Lincoln Hospital was decontaminated this week; decontamination efforts at Concourse Plaza are ongoing, and the city said disinfection efforts began at the Opera House Hotel Friday.
The mayor’s office said no guests at the hotel are among the 57 cases reported so far. “That’s why it is severe, but at the same time it doesn’t make everyone ill, and it doesn’t kill everybody”, Hassan Bencheqroun, MD, an interventional pulmonologist and critical care specialist at Pacific Pulmonary Medical Group, and an assistant clinical professor at the University of California, Riverside, explained to Health.
The two people who died-a man and a woman-were both in their 50s.
The health department’s probe includes testing water from potential sources in the area. “We don’t know the source of this outbreak, but in recent months we have seen outbreaks associated with cooling towers and that’s why we’re focusing on them”, Bassett said.

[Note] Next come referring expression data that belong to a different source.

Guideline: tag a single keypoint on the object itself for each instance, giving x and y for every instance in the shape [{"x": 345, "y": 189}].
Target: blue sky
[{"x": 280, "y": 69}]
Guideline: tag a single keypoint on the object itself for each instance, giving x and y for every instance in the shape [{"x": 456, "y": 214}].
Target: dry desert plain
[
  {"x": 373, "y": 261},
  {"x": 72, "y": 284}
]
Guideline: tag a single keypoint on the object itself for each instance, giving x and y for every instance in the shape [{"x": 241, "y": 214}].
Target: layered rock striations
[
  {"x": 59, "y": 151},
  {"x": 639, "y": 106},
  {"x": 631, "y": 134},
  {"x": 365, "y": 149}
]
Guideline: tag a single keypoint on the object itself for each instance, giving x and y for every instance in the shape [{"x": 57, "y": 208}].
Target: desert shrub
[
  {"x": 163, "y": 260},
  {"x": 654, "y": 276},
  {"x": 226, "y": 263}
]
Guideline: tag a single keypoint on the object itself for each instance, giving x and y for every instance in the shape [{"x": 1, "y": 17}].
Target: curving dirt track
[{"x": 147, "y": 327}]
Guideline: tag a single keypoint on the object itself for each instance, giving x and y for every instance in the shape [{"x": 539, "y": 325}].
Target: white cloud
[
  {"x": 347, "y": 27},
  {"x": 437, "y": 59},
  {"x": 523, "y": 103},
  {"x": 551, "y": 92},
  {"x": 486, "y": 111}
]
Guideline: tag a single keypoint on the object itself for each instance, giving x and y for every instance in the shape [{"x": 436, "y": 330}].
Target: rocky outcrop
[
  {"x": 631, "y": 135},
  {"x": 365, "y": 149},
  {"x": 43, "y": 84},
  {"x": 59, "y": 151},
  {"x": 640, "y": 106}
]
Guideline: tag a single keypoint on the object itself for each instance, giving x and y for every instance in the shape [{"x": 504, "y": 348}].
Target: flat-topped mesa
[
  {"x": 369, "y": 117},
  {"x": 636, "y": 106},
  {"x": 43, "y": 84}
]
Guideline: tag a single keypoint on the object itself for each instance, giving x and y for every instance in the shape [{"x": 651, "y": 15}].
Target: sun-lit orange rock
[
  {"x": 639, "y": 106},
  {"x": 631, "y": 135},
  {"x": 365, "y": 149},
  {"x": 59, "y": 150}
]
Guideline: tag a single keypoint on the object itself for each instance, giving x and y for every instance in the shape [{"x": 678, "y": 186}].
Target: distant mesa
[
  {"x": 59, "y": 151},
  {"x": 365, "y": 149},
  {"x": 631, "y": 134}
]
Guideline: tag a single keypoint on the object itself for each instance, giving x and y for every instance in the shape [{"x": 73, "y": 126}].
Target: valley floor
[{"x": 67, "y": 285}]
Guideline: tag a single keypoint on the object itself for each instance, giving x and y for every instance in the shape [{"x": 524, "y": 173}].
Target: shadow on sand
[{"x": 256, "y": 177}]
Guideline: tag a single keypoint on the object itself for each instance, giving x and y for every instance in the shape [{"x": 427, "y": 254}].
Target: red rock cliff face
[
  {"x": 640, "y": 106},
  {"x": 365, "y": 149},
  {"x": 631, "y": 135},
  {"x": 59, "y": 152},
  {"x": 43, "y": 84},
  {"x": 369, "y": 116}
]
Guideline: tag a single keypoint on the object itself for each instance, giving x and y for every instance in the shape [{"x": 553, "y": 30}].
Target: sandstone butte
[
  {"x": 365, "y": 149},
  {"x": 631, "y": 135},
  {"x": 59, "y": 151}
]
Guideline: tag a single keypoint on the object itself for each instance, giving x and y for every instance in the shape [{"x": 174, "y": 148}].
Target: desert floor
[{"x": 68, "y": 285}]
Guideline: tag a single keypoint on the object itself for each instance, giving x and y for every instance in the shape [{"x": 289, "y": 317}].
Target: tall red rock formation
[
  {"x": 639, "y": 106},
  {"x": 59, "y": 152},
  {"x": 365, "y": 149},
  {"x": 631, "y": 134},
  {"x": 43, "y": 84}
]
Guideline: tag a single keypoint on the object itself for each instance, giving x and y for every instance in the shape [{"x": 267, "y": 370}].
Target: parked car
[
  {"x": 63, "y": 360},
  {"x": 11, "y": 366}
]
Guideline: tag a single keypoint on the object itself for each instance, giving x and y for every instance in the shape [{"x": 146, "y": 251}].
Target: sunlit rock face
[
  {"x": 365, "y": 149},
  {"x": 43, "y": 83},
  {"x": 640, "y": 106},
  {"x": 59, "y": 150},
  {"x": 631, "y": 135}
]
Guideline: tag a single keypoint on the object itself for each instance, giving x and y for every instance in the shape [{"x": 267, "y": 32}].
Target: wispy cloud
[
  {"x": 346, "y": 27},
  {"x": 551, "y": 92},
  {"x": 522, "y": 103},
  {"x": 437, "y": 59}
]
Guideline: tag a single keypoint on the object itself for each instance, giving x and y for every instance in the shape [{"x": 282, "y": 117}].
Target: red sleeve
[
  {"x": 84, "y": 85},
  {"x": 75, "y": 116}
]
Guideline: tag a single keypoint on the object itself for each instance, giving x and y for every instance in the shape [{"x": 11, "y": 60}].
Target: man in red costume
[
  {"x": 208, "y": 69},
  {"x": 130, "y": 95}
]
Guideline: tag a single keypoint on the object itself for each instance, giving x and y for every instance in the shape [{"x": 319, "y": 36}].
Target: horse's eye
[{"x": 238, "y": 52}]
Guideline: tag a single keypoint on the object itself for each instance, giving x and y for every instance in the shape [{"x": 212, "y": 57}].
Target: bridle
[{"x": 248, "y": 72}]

Investigators have gotten results back from 11 systems, including the Opera House’s, and results from the remaining six towers are expected Friday evening. “The exception can be with folks who are already unfortunately suffering from health challenges, particularly immune system challenges”. It is not transmitted person to person. “It is important that there is prompt recognition of symptoms-which are similar to signs of pneumonia, such as cough, fever, headache, and sometimes gastrointestinal symptoms-with appropriate triage to a physician so that the patient can be treated with appropriate antibiotics as soon as possible”. Two people positive for the infection have died, but it remains unclear if the disease is indeed the cause of death, as reported by Alice Grainer from CBS 2.
It is advised that those who observe the symptoms should immediately seek medical attention and request to be tested for the disease.